- Location: Pärnu County, Estonia
- Coordinates: 58°33.5′N 24°19′E﻿ / ﻿58.5583°N 24.317°E
- Basin countries: Estonia
- Max. length: 2,760 meters (9,060 ft)
- Max. width: 900 meters (3,000 ft)
- Surface area: 194.5 hectares (481 acres)
- Average depth: 0.8 meters (2 ft 7 in)
- Max. depth: 1.0 meter (3 ft 3 in)
- Water volume: 1,575,000 cubic meters (55,600,000 cu ft)
- Shore length^{1}: 8,290 meters (27,200 ft)
- Surface elevation: 15.5 meters (51 ft)
- Islands: 5

= Lake Lavassaare =

Lake in Estonia

Lake Lavassaare (Lavassaare järv) is a lake in Estonia.
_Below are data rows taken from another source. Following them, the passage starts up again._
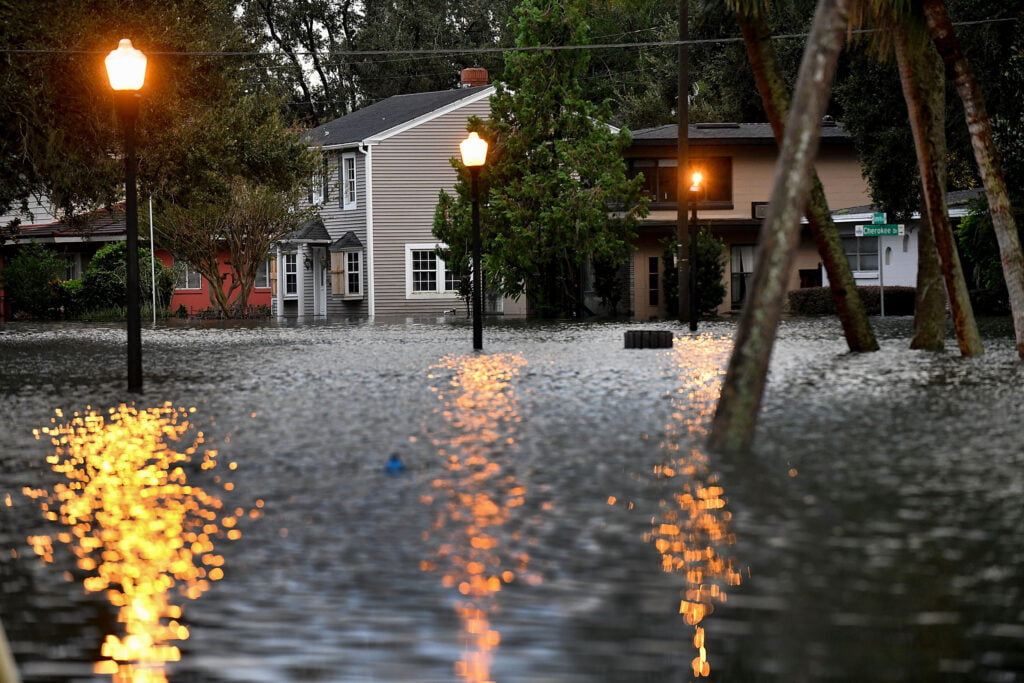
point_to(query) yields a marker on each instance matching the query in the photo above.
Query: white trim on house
(349, 189)
(440, 271)
(368, 178)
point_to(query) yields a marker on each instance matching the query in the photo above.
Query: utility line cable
(465, 50)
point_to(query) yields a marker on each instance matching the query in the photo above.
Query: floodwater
(556, 516)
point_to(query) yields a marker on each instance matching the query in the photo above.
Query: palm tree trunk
(987, 157)
(849, 305)
(735, 418)
(930, 300)
(921, 76)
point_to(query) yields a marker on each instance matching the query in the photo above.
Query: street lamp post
(695, 181)
(126, 71)
(474, 155)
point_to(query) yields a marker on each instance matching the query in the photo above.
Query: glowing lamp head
(126, 67)
(695, 181)
(474, 151)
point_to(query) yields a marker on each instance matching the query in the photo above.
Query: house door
(741, 271)
(321, 267)
(648, 297)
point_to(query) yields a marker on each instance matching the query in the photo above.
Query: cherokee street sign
(876, 230)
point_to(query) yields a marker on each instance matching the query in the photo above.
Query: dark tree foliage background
(269, 65)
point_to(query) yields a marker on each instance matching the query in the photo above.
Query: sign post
(880, 228)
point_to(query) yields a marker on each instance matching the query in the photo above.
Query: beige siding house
(738, 163)
(373, 251)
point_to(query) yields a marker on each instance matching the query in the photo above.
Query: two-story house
(373, 251)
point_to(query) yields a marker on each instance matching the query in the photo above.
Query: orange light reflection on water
(136, 525)
(475, 499)
(691, 530)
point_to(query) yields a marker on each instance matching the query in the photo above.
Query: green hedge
(818, 301)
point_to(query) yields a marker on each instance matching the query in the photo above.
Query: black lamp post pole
(474, 171)
(127, 103)
(693, 261)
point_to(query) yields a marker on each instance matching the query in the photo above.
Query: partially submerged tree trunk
(987, 157)
(849, 305)
(930, 299)
(921, 76)
(742, 389)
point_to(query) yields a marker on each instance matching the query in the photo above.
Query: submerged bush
(818, 301)
(33, 281)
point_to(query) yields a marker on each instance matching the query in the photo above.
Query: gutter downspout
(367, 151)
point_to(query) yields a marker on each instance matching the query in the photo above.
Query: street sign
(877, 230)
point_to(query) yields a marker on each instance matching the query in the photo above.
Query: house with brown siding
(373, 251)
(738, 164)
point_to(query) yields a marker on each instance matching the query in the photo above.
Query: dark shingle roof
(102, 224)
(726, 133)
(311, 231)
(347, 241)
(385, 115)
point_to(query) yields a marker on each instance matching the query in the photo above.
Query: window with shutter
(338, 273)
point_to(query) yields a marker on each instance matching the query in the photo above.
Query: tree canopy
(202, 118)
(554, 173)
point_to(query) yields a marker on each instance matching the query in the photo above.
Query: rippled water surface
(556, 517)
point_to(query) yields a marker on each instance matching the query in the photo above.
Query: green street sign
(878, 230)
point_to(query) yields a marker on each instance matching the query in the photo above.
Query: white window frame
(290, 272)
(318, 187)
(440, 271)
(347, 180)
(187, 272)
(857, 255)
(262, 281)
(353, 266)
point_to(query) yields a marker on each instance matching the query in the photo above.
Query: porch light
(126, 67)
(695, 181)
(126, 72)
(474, 156)
(474, 151)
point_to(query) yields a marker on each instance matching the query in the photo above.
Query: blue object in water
(394, 465)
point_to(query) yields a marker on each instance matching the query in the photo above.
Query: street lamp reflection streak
(691, 530)
(474, 500)
(136, 525)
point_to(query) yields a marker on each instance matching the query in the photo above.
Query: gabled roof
(388, 114)
(99, 225)
(310, 231)
(347, 241)
(727, 133)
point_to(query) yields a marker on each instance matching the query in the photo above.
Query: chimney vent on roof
(473, 77)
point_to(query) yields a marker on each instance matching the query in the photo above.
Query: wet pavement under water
(557, 517)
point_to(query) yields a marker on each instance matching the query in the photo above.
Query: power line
(465, 50)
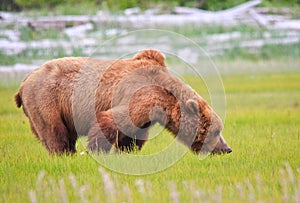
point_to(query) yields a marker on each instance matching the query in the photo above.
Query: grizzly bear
(115, 102)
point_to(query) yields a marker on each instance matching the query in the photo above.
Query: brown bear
(115, 102)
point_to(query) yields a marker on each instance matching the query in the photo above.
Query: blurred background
(238, 35)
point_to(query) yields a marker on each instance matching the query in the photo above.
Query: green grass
(262, 127)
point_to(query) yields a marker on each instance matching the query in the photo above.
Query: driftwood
(243, 13)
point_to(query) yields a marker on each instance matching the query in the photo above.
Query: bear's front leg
(103, 133)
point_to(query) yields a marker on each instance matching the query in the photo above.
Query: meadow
(262, 127)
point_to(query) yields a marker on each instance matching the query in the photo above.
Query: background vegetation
(123, 4)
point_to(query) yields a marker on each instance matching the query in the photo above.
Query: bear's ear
(192, 106)
(151, 54)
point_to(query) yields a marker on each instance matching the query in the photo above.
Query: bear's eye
(216, 133)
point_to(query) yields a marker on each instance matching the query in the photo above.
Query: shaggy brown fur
(62, 97)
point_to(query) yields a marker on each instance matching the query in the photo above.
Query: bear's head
(200, 127)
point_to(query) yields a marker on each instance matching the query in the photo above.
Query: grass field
(262, 127)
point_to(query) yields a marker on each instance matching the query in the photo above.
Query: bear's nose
(228, 150)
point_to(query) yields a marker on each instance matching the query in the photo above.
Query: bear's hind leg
(54, 136)
(103, 133)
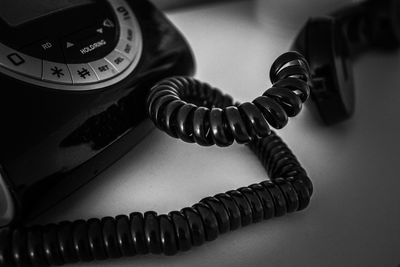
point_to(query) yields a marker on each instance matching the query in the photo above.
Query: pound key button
(56, 72)
(82, 74)
(120, 61)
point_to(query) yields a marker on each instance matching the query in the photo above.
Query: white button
(56, 72)
(19, 62)
(127, 33)
(104, 69)
(123, 12)
(7, 208)
(128, 49)
(119, 61)
(82, 73)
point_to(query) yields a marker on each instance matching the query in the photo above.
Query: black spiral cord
(173, 107)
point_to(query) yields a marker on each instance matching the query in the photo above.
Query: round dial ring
(96, 74)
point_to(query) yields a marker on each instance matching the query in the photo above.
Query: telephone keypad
(73, 59)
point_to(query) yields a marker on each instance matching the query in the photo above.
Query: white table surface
(354, 215)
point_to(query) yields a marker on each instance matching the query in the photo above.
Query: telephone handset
(79, 86)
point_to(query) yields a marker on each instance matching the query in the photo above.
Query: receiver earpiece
(320, 41)
(330, 43)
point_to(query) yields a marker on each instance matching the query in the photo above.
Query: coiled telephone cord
(172, 106)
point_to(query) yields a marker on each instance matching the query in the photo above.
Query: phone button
(56, 72)
(126, 48)
(49, 49)
(19, 62)
(104, 69)
(82, 73)
(119, 60)
(127, 33)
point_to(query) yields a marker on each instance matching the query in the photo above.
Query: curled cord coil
(289, 189)
(172, 106)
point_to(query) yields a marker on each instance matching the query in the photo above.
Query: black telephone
(81, 82)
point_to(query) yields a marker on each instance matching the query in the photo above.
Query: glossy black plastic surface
(52, 141)
(322, 43)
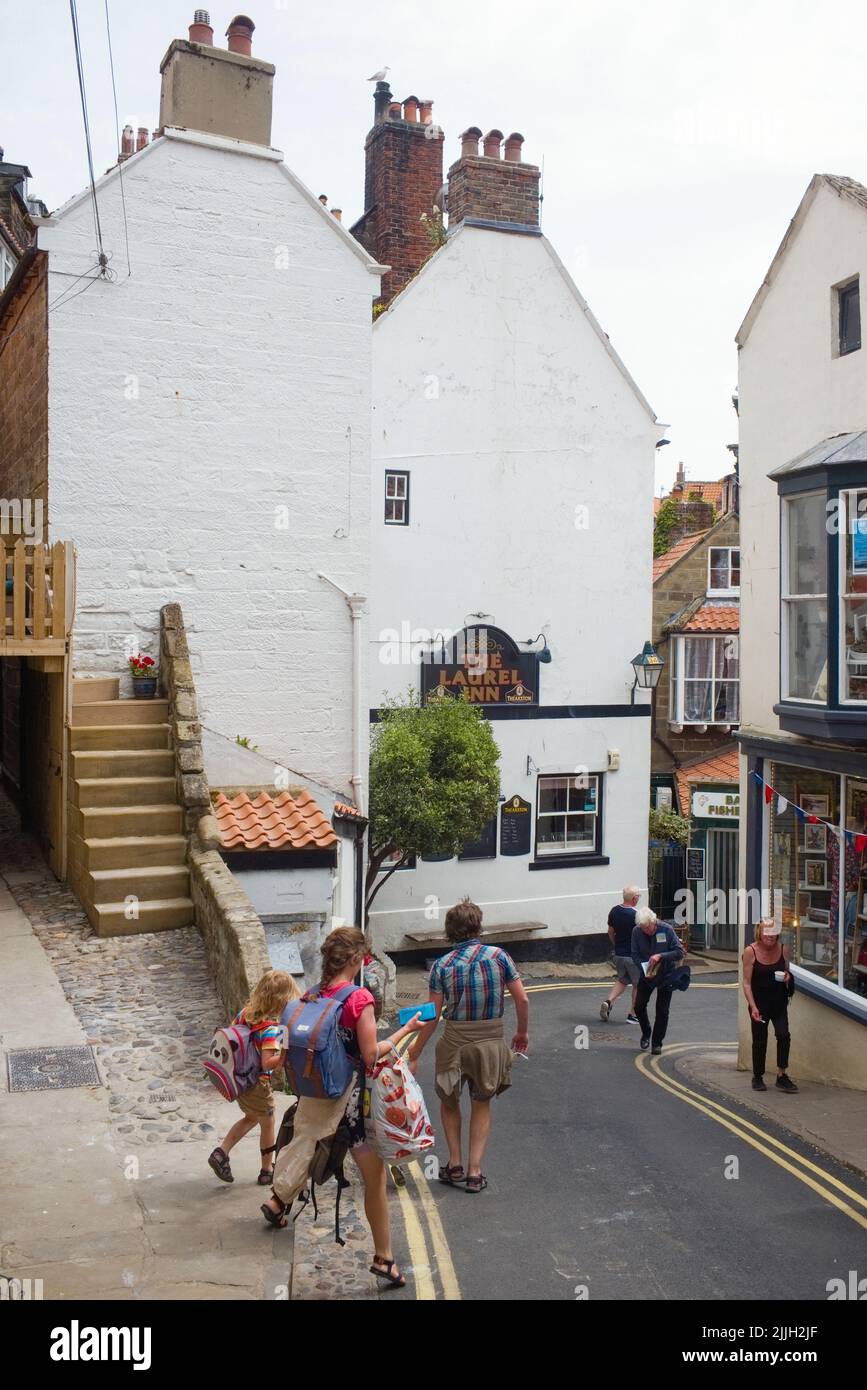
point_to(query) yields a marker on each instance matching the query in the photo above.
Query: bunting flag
(784, 804)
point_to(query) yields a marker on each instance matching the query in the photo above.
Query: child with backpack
(329, 1082)
(261, 1014)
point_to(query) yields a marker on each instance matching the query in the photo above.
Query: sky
(675, 139)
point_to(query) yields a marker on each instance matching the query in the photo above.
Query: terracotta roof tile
(663, 563)
(713, 619)
(719, 767)
(273, 823)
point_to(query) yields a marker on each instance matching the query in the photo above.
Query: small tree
(434, 783)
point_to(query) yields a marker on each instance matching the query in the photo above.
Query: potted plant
(143, 670)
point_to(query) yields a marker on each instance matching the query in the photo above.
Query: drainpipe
(356, 606)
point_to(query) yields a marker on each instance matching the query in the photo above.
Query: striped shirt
(473, 982)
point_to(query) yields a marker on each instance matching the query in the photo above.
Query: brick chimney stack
(217, 91)
(403, 177)
(486, 188)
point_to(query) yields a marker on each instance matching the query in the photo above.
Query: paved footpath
(110, 1191)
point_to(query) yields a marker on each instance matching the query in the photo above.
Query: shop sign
(516, 826)
(484, 666)
(716, 805)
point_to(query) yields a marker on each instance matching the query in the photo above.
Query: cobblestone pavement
(149, 1008)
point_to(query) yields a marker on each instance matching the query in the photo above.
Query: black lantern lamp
(648, 667)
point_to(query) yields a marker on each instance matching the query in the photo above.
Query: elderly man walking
(621, 923)
(471, 983)
(657, 954)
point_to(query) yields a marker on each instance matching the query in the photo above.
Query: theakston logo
(77, 1343)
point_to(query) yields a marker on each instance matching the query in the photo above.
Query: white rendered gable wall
(225, 378)
(531, 483)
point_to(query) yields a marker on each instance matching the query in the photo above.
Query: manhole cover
(599, 1036)
(52, 1068)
It is located in the village of Õepa in Lääneranna Parish, Pärnu County.

==Physical description==
The lake has an area of 194.5 ha, and it has five islands with a combined area of 0.5 ha. The lake has an average depth of 0.8 m and a maximum depth of 1.0 m. It is 2760 m long, and its shoreline measures 8290 m. It has a volume of 1575000 m3.